Esse aquecimento quase inexorável vem causando chuvas e enchentes em estações e quantidades inesperadas, derretimento de milenários glaciares, avanço dos nossos oceanos sobre as praias onde poucos de nós se banham e, pior, com isso ilhas estão para serem totalmente engolidas. O que se discutiu agora na reunião de condomínio é a implementação de soluções efetivas para a real ameaça da mudança do clima, que expõe seus múltiplos e terríveis impactos. 

Não teve sucesso mais esta assembleia… alcançamos uma enorme quantidade mas nossos números, nossa fotografia, mostram quanta qualidade estamos longe de alcançar.

Na semana passada também ocorreu um tributo global ao emérito rabino e lorde Jonathan Sacks z’l’ pelo 2o aniversário de sua morte. Espalhados em comunidades por todo nosso condomínio, lemos textos do rabino sobre a Parashá Chaiê Sarah. 

Jonathan Sacks também falou de mudança climática. Usou conceitos da ciência para cunhar a expressão Mudança Climática Cultural: “estamos atravessando uma das mais profundas revoluções da história humana e eu a resumo como Mudança Global Cultural. Assim como a mudança na temperatura quebra velhos padrões e muda radicalmente as condições meteorológicas, esta mudança climática cultural vem causando uma série de tempestades no Ocidente que vão virar de cabeça para baixo noções convencionais da fé e do papel que as religiões ocupam na sociedade.” Com a secularização, a ocidentalização e a necessidade de acomodação das religiões para sobreviverem e atingirem camadas mais amplas da sociedade houve desenvolvimentos controversos: “nas últimas décadas metade do mundo se tornou menos religiosa e metade, mais religiosa .”

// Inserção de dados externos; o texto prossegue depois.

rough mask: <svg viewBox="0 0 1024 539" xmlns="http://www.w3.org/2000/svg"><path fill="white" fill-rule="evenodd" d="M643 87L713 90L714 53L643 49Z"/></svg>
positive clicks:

Em julho de 2017 ele disse: ”acredito que estamos passando por um equivalente cultural das mudanças climáticas e somente quando percebemos isso é que entenderemos as coisas estranhas que têm acontecido no século 21 nos domínios da política e da economia, a deterioração de padrões públicos de verdade, de debate civil, e a ameaça à liberdade de expressão nas universidades inglesas e americanas" (e eu acrescento, porque não, as brasileiras?)… e completou: “isto tem dado substrato a fenômenos mais pessoais como solidão, depressão, e abuso de drogas. Todas essas coisas se relacionam. Se percebermos isso já teremos dado o primeiro passo para uma solução.”

Fenômenos complexos, desafiadores, em meio aos quais temos de nos desenvolver e tomar posições: não dá para fugir. Novamente, temos quantidade mas estamos enfrentando isso com a qualidade que precisamos?




O Prof. Sacks encerra sobre esta mudança climática cultural, esta “loucura dos tempos atuais”, usando uma fala de Woody Allen: “mais do que em qualquer outro tempo da história, a humanidade enfrenta um encruzilhada - um caminho leva ao desespero e pura desesperança, o outro, para a extinção. Bem, vamos rezar para termos a sabedoria de escolher corretamente."